Education Dept. highlights increasing number of higher-level courses taken in high school, and reliance on federal grants for college.
June 1, 2007

It's June 1, which can only mean one thing for education wonks: It's the deadline for another comprehensive report from the National Center for Education Statistics. Like previous reports, this one looks at myriad aspects of the state of education, from elementary school to college, with a special focus this year on high school course-taking patterns. But the findings on student aid might prove to be the most relevant for observers of higher education.

The report, "The Condition of Education 2007", was released on Thursday. Among other statistics, it found that the percentage of low-income dependent students taking out federal loans was virtually flat from 1992-2004, at nearly 48 percent, but the percentage of students with federal grants grew from 68 to 72 percent. During the same period, loan amounts as a percent of total federal aid decreased from 38 to 34 percent.

At the high school level, the report found, through an analysis of transcripts from private and public schools, that the average number of Carnegie units (a class meeting 4-5 times a week for the whole school year) taken by students while in high school has increased since 1982, from 21.7 to 25.8 in 2004. There were also increases in every major subject area, a phenomenon that was made possible, apparently, by less emphasis on vocationally oriented classes.

More students are also taking advanced mathematics -- 50 percent of high school graduates have taken courses more advanced than Algebra II, up from 26 percent in 1982 -- with females more likely to have completed advanced coursework, although the gender difference disappears at the calculus level. There was a similar gain, and a similar gap, in advanced science coursework.

Despite these gains in the number of credits taken overall in various subjects, and especially in more advanced courses, National Assessment of Educational Progress scores were virtually flat for 17-year-olds in both reading and math since the early 1970s. Still, there were gains in NAEP scores for 9- and 13-year-olds in both subject areas.

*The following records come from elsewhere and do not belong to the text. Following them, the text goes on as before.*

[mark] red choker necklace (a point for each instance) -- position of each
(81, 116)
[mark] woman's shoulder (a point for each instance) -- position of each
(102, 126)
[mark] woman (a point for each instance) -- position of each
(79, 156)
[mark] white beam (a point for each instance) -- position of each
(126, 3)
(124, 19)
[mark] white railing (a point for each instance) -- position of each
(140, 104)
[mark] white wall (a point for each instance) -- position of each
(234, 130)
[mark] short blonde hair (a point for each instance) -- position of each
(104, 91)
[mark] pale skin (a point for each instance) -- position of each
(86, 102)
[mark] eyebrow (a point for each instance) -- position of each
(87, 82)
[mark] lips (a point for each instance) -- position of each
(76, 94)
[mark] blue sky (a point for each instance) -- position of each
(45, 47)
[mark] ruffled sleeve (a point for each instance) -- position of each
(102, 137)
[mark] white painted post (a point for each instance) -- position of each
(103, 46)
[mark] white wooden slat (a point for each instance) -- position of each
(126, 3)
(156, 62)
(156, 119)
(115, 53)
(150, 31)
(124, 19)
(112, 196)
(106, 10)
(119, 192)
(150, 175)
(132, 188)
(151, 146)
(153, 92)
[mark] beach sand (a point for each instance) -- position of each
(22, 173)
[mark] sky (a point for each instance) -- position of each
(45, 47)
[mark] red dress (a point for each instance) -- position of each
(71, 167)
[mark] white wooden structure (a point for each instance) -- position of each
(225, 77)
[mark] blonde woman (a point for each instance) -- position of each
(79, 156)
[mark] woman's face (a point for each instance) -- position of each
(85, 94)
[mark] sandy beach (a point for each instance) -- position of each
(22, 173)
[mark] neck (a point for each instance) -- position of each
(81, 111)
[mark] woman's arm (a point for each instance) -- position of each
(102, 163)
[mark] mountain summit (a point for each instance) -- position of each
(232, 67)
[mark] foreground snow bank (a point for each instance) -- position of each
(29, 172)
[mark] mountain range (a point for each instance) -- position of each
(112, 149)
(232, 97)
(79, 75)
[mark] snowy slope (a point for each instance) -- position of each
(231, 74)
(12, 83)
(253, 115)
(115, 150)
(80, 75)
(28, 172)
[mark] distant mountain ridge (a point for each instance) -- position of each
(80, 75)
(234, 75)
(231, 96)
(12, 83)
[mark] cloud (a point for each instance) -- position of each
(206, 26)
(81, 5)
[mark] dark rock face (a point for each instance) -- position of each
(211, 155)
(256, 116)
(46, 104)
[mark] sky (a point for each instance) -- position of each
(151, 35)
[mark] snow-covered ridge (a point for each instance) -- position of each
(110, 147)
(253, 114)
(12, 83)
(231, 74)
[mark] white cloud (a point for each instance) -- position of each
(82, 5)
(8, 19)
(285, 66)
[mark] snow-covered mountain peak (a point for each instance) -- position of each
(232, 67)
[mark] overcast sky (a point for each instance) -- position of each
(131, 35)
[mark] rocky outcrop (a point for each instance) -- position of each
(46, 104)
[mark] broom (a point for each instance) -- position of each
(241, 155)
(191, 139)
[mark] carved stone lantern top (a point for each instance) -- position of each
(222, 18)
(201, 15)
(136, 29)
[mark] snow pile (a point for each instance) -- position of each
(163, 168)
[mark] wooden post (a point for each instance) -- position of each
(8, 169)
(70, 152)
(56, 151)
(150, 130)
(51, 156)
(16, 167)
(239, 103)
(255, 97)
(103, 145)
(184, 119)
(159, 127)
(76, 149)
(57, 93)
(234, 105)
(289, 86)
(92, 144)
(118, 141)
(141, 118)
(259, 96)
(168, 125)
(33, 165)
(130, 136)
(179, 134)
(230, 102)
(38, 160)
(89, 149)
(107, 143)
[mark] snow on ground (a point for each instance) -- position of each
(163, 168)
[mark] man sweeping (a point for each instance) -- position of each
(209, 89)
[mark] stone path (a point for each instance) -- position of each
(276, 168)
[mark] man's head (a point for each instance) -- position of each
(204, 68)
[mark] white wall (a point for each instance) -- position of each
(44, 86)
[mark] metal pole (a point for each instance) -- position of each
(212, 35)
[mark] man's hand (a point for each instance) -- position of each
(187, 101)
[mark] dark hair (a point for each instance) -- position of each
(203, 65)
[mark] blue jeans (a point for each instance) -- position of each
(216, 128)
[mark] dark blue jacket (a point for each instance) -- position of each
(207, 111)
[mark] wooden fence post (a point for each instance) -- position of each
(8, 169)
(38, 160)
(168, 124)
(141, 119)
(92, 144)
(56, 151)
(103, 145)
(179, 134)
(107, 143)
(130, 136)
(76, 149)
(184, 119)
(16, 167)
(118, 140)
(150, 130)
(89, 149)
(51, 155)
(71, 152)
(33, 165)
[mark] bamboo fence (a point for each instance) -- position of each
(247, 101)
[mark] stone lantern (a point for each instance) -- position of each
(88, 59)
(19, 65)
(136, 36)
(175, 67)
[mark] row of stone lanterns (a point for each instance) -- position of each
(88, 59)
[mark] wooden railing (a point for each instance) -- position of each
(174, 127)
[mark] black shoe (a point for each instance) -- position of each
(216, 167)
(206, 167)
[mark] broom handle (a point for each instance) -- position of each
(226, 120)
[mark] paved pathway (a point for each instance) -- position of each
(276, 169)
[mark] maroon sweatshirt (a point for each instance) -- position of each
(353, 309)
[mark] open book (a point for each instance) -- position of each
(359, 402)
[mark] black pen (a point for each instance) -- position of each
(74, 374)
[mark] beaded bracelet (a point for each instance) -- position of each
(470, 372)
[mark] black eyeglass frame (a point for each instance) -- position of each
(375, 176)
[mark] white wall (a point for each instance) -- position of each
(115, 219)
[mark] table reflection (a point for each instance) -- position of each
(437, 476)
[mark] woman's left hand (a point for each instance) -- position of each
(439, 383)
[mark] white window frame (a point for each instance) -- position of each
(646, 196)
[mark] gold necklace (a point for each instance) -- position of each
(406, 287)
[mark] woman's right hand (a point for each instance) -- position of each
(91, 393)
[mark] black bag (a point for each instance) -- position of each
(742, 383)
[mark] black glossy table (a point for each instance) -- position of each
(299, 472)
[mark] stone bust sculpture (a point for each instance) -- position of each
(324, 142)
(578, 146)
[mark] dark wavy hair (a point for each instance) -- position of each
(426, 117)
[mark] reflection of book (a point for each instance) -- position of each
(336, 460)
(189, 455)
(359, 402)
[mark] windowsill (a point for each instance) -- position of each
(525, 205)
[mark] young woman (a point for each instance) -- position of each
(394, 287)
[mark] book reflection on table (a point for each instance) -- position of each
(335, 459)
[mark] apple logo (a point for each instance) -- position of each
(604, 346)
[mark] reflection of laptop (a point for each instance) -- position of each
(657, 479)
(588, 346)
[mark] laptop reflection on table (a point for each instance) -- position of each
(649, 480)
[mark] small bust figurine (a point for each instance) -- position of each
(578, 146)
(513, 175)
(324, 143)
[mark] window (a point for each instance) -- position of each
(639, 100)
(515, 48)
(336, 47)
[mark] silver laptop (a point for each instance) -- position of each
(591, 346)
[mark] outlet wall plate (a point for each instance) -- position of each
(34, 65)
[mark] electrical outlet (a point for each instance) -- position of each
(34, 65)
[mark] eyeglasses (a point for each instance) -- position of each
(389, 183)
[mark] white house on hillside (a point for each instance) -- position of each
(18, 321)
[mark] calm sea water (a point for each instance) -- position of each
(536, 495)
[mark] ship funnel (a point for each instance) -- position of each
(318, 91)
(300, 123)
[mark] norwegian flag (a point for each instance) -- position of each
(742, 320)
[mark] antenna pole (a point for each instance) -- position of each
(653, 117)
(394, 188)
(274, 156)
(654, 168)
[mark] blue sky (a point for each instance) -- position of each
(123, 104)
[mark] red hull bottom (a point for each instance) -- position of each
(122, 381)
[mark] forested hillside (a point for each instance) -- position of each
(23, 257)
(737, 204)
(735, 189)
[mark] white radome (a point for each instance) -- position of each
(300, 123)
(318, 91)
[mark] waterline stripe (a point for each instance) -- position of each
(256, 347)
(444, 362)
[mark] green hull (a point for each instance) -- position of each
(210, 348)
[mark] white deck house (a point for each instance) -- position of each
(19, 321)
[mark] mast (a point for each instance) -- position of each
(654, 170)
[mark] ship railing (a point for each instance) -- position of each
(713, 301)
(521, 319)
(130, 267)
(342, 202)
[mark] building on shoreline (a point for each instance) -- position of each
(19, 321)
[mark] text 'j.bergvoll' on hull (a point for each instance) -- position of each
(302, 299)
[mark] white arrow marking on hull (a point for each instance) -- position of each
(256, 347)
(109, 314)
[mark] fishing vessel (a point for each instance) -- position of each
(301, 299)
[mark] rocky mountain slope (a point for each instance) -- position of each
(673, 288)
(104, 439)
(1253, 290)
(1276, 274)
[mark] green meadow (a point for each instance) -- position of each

The report also highlighted other findings relating to higher education:

  • In further proof of a growing trend, 57.4 percent of bachelor's degrees were awarded to women in the 2004-2005 school year, up from 49.0 percent in 1979-1980. By 2016, the projected enrollment of women in degree-granting two- and four-year institutions will be above 10 million, compared to around 7 million men.
  • Half of all full-time students and 85 percent of part-time students between ages 16-24 were also employed in 2005.
  • American students are more likely to graduate with degrees in business, social sciences, and the arts than those in other industrialized nations such as Canada, France and Japan. The United States had the lowest percentage of students graduating with degrees in engineering -- 6 percent -- out of the countries surveyed in 2004.
  • Over time, however, the breakdown of majors in American college graduates has stayed relatively consistent since 1990, although the percentage of those graduating with degrees in education declined from 10 to 7 percent, and the visual and performing arts became slightly more popular (6 percent, from 4).

The report is released annually by the national center, which is part of the Department of Education's Institute of Education Sciences.